Film Break: “The Hurt Locker”

If you’ve yet to see an Iraq War film that you’ve really loved, or even liked– well, you’re not alone; politically-charged war movies have been notoriously disastrous in the 00s, perhaps because moviegoers get enough Middle Eastern conflict on the nightly news, but probably because most of the movies have sucked. Personally, I hadn’t seen a single Iraq movie that didn’t deserve its dismal fate– at least not until I saw The Hurt Locker. This one’s a bomb of a different kind– a cinematic smart bomb, explosive and precise. Taking a few cues from Dr. Strangelove, which linked violence to human nature by equating war with sex, Hurt Locker‘s central conceit is to compare war to addiction, a move that works astoundingly well: Though it tells the story of an American bomb squad stationed in war-torn Iraq, the real ticking time bombs are the men themselves. This is a psychologically deep, thematically rich, and utterly engrossing film that fuses edge-of-your-seat intensity with high-stakes suspense and startling philosophical sophistication.
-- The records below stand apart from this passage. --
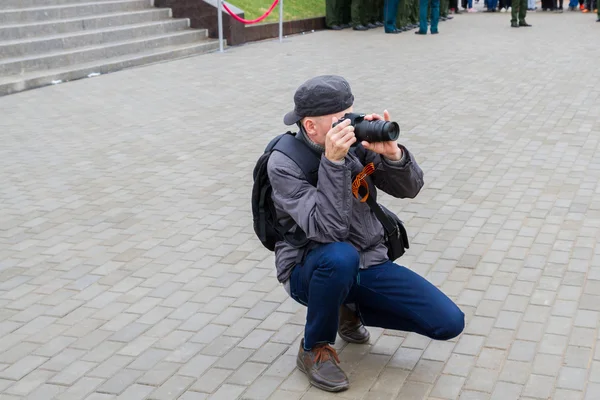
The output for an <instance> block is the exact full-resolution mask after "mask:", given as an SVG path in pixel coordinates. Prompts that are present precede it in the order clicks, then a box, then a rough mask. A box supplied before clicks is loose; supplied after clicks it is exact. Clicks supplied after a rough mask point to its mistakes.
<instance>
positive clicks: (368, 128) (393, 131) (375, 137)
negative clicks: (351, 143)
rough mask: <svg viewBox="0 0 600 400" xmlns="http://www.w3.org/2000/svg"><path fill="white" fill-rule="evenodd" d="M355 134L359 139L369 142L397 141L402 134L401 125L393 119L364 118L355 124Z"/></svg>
mask: <svg viewBox="0 0 600 400" xmlns="http://www.w3.org/2000/svg"><path fill="white" fill-rule="evenodd" d="M354 134H355V135H356V138H357V139H358V140H359V141H363V140H365V141H367V142H369V143H374V142H387V141H390V140H392V141H396V140H398V137H399V136H400V126H399V125H398V124H397V123H396V122H391V121H382V120H375V121H367V120H363V121H361V122H359V123H357V124H356V125H355V127H354Z"/></svg>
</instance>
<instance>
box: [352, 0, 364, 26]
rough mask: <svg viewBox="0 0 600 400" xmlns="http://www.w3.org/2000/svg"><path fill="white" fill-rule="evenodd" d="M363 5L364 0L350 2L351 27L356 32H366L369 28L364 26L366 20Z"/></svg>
mask: <svg viewBox="0 0 600 400" xmlns="http://www.w3.org/2000/svg"><path fill="white" fill-rule="evenodd" d="M362 3H363V0H351V2H350V18H351V22H350V23H351V25H352V27H353V28H354V30H359V31H366V30H367V28H366V27H365V26H364V25H363V23H364V20H363V19H364V18H363V12H362Z"/></svg>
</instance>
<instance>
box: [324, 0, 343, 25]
mask: <svg viewBox="0 0 600 400" xmlns="http://www.w3.org/2000/svg"><path fill="white" fill-rule="evenodd" d="M342 2H343V0H326V2H325V24H326V25H327V27H328V28H333V27H339V26H341V25H342V24H343V12H342V8H341V5H342Z"/></svg>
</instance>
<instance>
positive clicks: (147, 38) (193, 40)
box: [0, 29, 208, 76]
mask: <svg viewBox="0 0 600 400" xmlns="http://www.w3.org/2000/svg"><path fill="white" fill-rule="evenodd" d="M207 36H208V33H207V31H206V30H195V29H194V30H192V29H190V30H186V31H183V32H174V33H169V34H163V35H154V36H148V37H144V38H140V39H136V40H128V41H123V42H113V43H105V44H101V45H96V46H88V47H83V48H77V49H73V50H68V51H59V52H55V53H46V54H42V55H36V56H28V57H21V58H9V59H4V60H0V76H3V75H17V74H25V73H28V72H33V71H43V70H48V69H56V68H63V67H66V66H68V65H75V64H83V63H88V62H93V61H97V60H102V59H105V58H112V57H120V56H124V55H127V54H134V53H140V52H143V51H146V50H149V49H156V48H159V47H166V46H175V45H182V44H189V43H193V42H198V41H201V40H204V39H206V38H207Z"/></svg>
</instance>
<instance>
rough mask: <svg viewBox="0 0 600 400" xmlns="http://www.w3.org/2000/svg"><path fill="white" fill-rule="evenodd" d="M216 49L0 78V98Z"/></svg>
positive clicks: (195, 54) (115, 57)
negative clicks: (95, 75)
mask: <svg viewBox="0 0 600 400" xmlns="http://www.w3.org/2000/svg"><path fill="white" fill-rule="evenodd" d="M218 49H219V41H218V40H202V41H200V42H198V43H194V44H187V45H180V46H167V47H161V48H157V49H152V50H148V51H144V52H140V53H137V54H133V55H126V56H121V57H113V58H107V59H103V60H100V61H96V62H91V63H86V64H79V65H72V66H69V67H67V68H61V69H54V70H46V71H42V72H34V73H29V74H24V75H21V76H13V77H5V78H0V96H4V95H8V94H11V93H16V92H20V91H23V90H28V89H33V88H37V87H42V86H46V85H51V84H53V83H55V82H58V81H62V82H67V81H72V80H76V79H81V78H85V77H88V76H89V75H90V74H96V73H99V74H106V73H110V72H114V71H118V70H122V69H125V68H130V67H135V66H141V65H147V64H152V63H156V62H161V61H168V60H173V59H177V58H182V57H189V56H192V55H198V54H203V53H208V52H211V51H215V50H218Z"/></svg>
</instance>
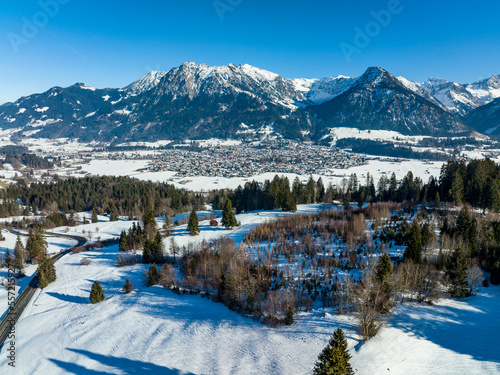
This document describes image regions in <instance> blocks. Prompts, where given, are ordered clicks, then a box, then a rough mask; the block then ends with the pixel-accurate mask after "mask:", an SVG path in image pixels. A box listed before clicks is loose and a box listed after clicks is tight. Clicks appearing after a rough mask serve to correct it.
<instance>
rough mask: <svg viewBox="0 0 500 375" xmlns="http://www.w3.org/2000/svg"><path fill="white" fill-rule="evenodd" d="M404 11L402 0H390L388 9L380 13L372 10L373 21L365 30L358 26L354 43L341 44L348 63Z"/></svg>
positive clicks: (355, 36)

And the nuanced way it captures a particularly macho, masculine taste for violence? Well, let’s just say you’ll be floored to know that this one was directed by a woman, Kathryn Bigelow. The writing is first-rate, the performances are ace, and the cinematography makes you feel like you’re right there within the blast radius– but it’s the internal drama that will leave you rattled.